The Company identified and addressed the issues below to improve Board effectiveness in the future.
- Further improving the organization and disclosure of business strategy risks and opportunities
We have redefined the risks in the Company's management strategy, concretized the risk items, and clarified the relevance to the business strategy. The management process for further enhancing the effectiveness of risk management has been rearranged and applied since 2021.
The Company's website discloses our view on the risks associated with changes in paper demand, while Integrated Report 2020 states the risks and opportunities for the Company vis-á-vis the social transformation brought about by the Covid pandemic.
The Company's view on the risks associated with changes in paper demand: (https://global.epson.com/SR/tcfd/) Risks and opportunities for the Company vis-á-vis the social transformation brought about by the Covid pandemic: (https://global.epson.com/IR/library/integrated_report.html)
We will continue to consider whether to further expand the scope of disclosure of risk management items based on a comprehensive assessment, including of the social and competitive environments.

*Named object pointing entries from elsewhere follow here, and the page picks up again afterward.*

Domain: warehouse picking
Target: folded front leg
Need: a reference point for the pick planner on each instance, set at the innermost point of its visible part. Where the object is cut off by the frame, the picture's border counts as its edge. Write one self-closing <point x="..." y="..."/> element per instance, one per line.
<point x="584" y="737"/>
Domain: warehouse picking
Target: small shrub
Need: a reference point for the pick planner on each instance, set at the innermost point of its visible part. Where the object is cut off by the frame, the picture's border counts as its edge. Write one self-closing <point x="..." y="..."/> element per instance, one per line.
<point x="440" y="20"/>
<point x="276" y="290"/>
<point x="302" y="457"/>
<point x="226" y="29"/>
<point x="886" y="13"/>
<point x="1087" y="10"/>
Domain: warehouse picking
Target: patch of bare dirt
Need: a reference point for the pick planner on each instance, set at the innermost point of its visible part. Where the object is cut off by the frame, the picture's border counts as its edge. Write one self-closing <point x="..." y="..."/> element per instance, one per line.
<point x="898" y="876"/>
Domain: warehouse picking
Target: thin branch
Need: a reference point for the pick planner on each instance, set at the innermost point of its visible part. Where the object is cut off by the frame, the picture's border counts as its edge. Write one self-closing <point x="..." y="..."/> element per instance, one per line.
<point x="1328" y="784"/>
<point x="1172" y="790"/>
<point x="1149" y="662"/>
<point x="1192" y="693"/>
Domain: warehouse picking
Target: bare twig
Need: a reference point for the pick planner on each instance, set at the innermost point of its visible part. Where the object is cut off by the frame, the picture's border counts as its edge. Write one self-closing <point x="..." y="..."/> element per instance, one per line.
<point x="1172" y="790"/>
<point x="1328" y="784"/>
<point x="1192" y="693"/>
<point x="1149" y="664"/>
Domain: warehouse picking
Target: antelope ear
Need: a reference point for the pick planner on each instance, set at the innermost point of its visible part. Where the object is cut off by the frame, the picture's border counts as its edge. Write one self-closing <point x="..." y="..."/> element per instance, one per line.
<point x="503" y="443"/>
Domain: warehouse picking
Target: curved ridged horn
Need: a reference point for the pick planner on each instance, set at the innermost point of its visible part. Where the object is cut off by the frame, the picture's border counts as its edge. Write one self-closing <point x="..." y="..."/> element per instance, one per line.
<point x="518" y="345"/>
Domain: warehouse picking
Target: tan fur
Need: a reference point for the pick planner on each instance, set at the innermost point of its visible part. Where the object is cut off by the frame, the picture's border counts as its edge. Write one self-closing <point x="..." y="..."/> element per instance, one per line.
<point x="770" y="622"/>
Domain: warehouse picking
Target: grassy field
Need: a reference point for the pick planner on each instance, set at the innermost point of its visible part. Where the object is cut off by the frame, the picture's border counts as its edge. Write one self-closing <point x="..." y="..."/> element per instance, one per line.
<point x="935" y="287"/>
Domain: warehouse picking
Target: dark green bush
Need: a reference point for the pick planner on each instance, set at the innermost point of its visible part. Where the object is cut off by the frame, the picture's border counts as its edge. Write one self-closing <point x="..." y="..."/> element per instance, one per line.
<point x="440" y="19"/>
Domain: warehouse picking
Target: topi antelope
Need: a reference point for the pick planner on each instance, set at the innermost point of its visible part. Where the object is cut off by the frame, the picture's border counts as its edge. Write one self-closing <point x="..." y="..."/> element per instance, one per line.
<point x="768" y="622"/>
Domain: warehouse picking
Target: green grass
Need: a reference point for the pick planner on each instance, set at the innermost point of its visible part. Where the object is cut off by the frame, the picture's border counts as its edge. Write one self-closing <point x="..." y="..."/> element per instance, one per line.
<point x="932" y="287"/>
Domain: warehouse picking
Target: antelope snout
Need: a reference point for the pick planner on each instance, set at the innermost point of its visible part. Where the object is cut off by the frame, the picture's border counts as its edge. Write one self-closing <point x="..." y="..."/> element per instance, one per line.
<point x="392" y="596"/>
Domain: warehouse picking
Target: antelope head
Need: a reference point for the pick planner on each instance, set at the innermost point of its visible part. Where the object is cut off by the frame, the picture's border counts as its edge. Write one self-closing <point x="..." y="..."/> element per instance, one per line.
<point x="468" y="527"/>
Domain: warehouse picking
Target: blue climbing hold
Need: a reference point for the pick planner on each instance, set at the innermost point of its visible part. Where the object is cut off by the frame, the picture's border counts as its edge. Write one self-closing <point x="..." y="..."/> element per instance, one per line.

- Further improving the organization and disclosure of the thinking with regard to business portfolio management.
The businesses in the Company's portfolio have been positioned and broadly divided into three areas according to the product life cycle: a new area, growth area, and mature area.
Funds will be allocated and targets set according to the positioning of the business, the PDCA cycle will be implemented for each, and the direction of the businesses will be determined while taking into consideration synergies among businesses. These strategies were articulated in the Epson 25 Renewed Corporate Vision announced in March 2021.
In April 2021, we transferred the IC test handler business to Kanematsu Corporation as part of our business portfolio management efforts.
The generated cash will be preferentially allocated to growth investments primarily in growth areas, new areas, and the environment. On top of that, the Company will continue to provide stable shareholder returns and build a sound financial structure.
3. FY2020 Evaluation Results
To incorporate a more objective perspective to the Board of Directors effectiveness evaluation for the 2020 fiscal year, we asked an independent firm to evaluate and provide feedback about each step in the process, from creating a questionnaire to analyzing and evaluating the answers.
In addition, the Company dug deeper based on recent corporate governance trends (such as the interests of institutional investors) and identified the following issues in order to improve effectiveness in the future:
- Promote diversity; and
- Promote digital transformation (DX).
In the future, we will work to further improve effectiveness by addressing these issues.
Responding to Large-Scale Acquisitions of Seiko Epson Shares
Epson's Corporate Governance Policy stipulates the following:
- Whether to accept a bid to purchase a number of shares that would give the acquirer control over the Company's financial and business policies ("large-scale acquisition" hereafter) should ultimately be decided by the shareholders.
- Epson shall ask persons who attempt to make large-scale acquisitions of Company shares to provide a sufficient amount of the information needed to determine the desirability of the large-scale acquisition from the perspective of ensuring and enhancing corporate value and the common interests of shareholders, after which Epson shall disclose the opinions of the Company's Board of Directors regarding the proposed large-scale acquisition, thereby doing its due diligence to provide shareholders with the time and information they need to consider the desirability of the large-scale acquisition. The Company shall also take appropriate actions based on the Financial Instruments and Exchange Act, the Companies Act, and other applicable laws and regulations.